Transcriptomic profiling of IL and PL skin samples from adult AD patients revealed marked transcriptional differences, as reflected by the clear clustering of IL and PL samples. 8,817 genes were identified as significantly differentially expressed between IL and PL samples using a padj<0.05. In comparison, Dessie et al. (2024) [19] reported 441 DEGs in lesional vs. non-lesional AD skin. This discrepancy likely reflects methodological differences, as their study focused on co-expression networks and applied stricter inclusion criteria based on correlation strength (|R| ≥0.5) in addition to nominal p-values. Despite these differences, both studies converge on the conclusion that lesional AD skin exhibits extensive molecular remodeling relative to non-lesional tissue. Tsoi et al. [14] further supported this concept, demonstrating that non-lesional AD skin is not molecularly normal but displays mild pro-inflammatory and epidermal changes that are greatly intensified in lesions. Moreover, Möbus et al. [9] described a robust “core” eczema signature shared by both lesional and non-lesional skin, comprising altered expression of genes involved in keratinocyte differentiation and immune activation, with additional enrichment of inflammatory pathways in lesional areas.

Together, these studies reinforce the concept that AD lesions are defined by a unique and amplified disease-specific molecular program, distinct from the surrounding clinically uninvolved skin. Although they have primarily compared lesional to non-lesional skin, our direct comparison of IL and PL samples provides novel insight into the molecular heterogeneity within affected areas. By focusing on PL skin, a clinically uninvolved but spatially adjacent compartment, our study captures a more detailed view of the transcriptomic transition from subclinical to overt inflammation

Recent human omics studies have clearly demonstrated that AD lesions exhibit marked overexpression of pro-inflammatory cytokines, chemokines, and tissue remodeling enzymes [6,15,20]. In our dataset, lesional skin showed strong upregulation of cytokines genes such as IL-19 and IL-24, chemokines like CXCL6, and matrix metalloproteinases including MMP1. Elevated expression of cytokines such as IL-4, IL-13, IL-19, and IL-22 has been widely reported in AD skin and correlates with disease severity and inflammation [21]. These cytokines contribute to the characteristic features of AD, including eosinophilic infiltration, epidermal hyperplasia, pruritus, and microbial dysbiosis. IL-24, in particular, is produced by Th2 cells and keratinocytes in response to type 2 cytokines and plays a role in promoting skin barrier dysfunction, hyperplasia, inflammation, itch, and colonization by Staphylococcus aureus [22]. The concurrent overexpression of MMPs, especially MMP1, reflects active tissue remodeling. Zhu et al. [23] identified MMP1 as one of the most consistently upregulated genes in a meta-analysis of seven AD gene expression datasets comprising lesional and non-lesional biopsies. Recent findings by Wang et al. [24] demonstrated that keratinocytes exposed to Staphylococcus aureus, a bacterium frequently colonizing AD skin, respond by upregulating MMPs, thereby linking microbial colonization to enhanced proteolytic and inflammatory responses. Together, these data and recent literature reinforce the view of AD lesions as zones of pronounced immune activation and protease-driven matrix remodeling, perpetuating the chronic inflammatory cycle.
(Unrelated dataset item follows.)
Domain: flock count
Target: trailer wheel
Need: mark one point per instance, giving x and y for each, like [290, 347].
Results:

In parallel with the inflammatory response, we observed significant downregulation of barrier-related genes in IL samples, including FLG2 and CGNL1. Impaired expression of these cornified envelope components is a well-established hallmark of AD pathology [25]. We also noted reduced transcripts of CLDN1, a tight junction protein essential for maintaining epidermal integrity. CLDN1 is known to be diminished in both lesional and non-lesional AD skin, with expression inversely correlated with local inflammation [26]. Chronic Th2-driven inflammation plays a direct role in this barrier defect, as IL-4, IL-13, and IL-31 suppress keratinocyte differentiation and junctional gene expression [27]. Specifically, IL-4/IL-13 signaling downregulates FLG2, loricrin, involucrin, and CLDN1, thereby disrupting both the stratum corneum and tight junctions [27]. The cumulative effect is a weakened skin barrier in lesional tissue, which increases transepidermal water loss and facilitates the penetration of environmental allergens and microbial agents [28]. This barrier defect, in turn, promotes immune activation, creating a self-reinforcing inflammatory loop. The “outside-in and inside-out” paradigm has been widely recognized as central to AD pathogenesis, where barrier defects initiate immune responses, and ongoing inflammation exacerbates epidermal dysfunction [27]. The reduced expression of barrier-associated genes in IL skin that we observed provide molecular confirmation of this vicious cycle and are consistent with the clinical manifestations of xerosis, increased sensitivity, and barrier impairment in AD patients.

An important finding from our analysis was the significant upregulation of the vitamin D metabolism enzymes CYP27B1 and CYP24A1 in AD lesions. The simultaneous increase in both enzymes suggests enhanced local vitamin D metabolic activity in lesional skin. This observation is supported by a recent proteomic study, which found higher expression levels of CYP27B1, CYP24A1, and the VDR in IL skin of AD patients compared to PL areas [13]. Notably, higher EASI scores were associated with increased expression of these enzymes and the antimicrobial peptide CAMP, suggesting a compensatory activation of the vitamin D pathway during severe inflammation [13]. Our transcriptomic results corroborate these observations at the mRNA level, supporting the hypothesis that lesional skin may activate the vitamin D pathway as an endogenous mechanism to enhance antimicrobial defense and support barrier restoration. In response to injury or infection, keratinocytes upregulate CYP27B1 and VDR, leading to increased local production of active vitamin D, which in turn induces CAMP expression, thereby strengthening cutaneous immunity [29]. Clinically, vitamin D sufficiency has been linked to improved AD outcomes, and supplementation studies have shown increased lesional CAMP expression and reduced disease severity [30]. These results provide molecular evidence for the beneficial role of vitamin D in AD. However, the simultaneous increase in CYP24A1, which degrades active vitamin D, may limit this protective effect, suggesting a complex regulatory balance. The functional consequences and regulatory mechanisms behind this upregulation remain to be fully elucidated and warrant further investigation.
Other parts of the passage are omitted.